A group of 80 servicemen no less than 180 centimeters tall have been selected from different units of the Mongolian armed forces to take part in the Moscow parade. At present, they are undergoing an intensive drill in marching skills, pending a flight to Moscow scheduled for April 25, to take part in the dress rehearsal of the jubilee parade.

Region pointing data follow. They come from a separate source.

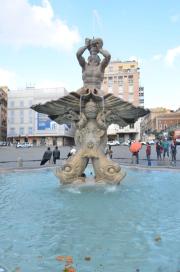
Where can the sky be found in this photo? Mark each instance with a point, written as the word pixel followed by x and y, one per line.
pixel 39 40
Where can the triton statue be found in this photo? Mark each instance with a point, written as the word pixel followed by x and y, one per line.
pixel 92 113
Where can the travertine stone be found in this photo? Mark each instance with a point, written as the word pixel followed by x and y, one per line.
pixel 92 113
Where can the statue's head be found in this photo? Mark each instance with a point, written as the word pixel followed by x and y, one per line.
pixel 91 109
pixel 94 59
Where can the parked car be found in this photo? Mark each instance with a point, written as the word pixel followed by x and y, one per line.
pixel 127 143
pixel 151 142
pixel 23 145
pixel 115 142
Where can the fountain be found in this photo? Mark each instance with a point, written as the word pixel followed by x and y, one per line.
pixel 92 113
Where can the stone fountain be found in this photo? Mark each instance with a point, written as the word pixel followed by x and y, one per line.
pixel 92 113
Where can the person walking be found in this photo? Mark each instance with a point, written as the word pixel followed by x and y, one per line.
pixel 159 150
pixel 46 156
pixel 71 152
pixel 165 146
pixel 135 148
pixel 173 152
pixel 56 155
pixel 148 153
pixel 109 152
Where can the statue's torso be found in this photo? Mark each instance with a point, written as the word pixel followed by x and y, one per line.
pixel 92 76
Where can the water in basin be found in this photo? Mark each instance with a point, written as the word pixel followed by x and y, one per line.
pixel 132 226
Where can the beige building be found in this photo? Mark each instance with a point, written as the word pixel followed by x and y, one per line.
pixel 153 121
pixel 3 113
pixel 24 124
pixel 122 80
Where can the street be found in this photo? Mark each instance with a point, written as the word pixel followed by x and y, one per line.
pixel 31 157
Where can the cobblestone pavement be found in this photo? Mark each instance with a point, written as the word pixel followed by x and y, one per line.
pixel 32 156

Meanwhile, the Mongolian authorities have endorsed a schedule of gala events due on the occasion of the 70th anniversary of victory in WWII. One of the main gala events is a ceremony of paying tribute to WWII veterans; there will be also events dedicated to patriotic education of the young generation and commemoration of WWII heroes. A new medal dedicated to the 70th jubilee of victory will be issued in Mongolia to add another medal to a set of state awards; a collection of jubilee stamps will be issued to join private philatelic collections.

In May 2015 Mongolian President Tsakhiagiin Elbegdorj will head a delegation of the Mongolian government which will arrive in Moscow to take part in the jubilee celebrations.

During WWII, Mongolia contributed about half a million horses, donated funds to build a tank regiment and an fighter squadron to the Soviet Red Army. Mongolia also delivered around 500 thousand tons of meat which is slightly less than US lend-leased 665 thousand tons of meat to Soviet Union. Moreover, Mongolia played an important role in keeping each fifth Soviet troop in harsh Eastern European winters by delivering 64 tons of sheep wool used to sew greatcoat. In comparison, US lend leased 54 tons of wool to Soviet Union.

The Battle of Khalkhin-gol fought between joint Soviet-Mongolian forces and Japanese forces in the Eastern Mongolia in 1939 played an important role in keeping Japan off the future direct military confrontation with Soviets and enabling the latter to move substantial number of divisions stationed in Siberia and Russia's Far East to the Western frontline.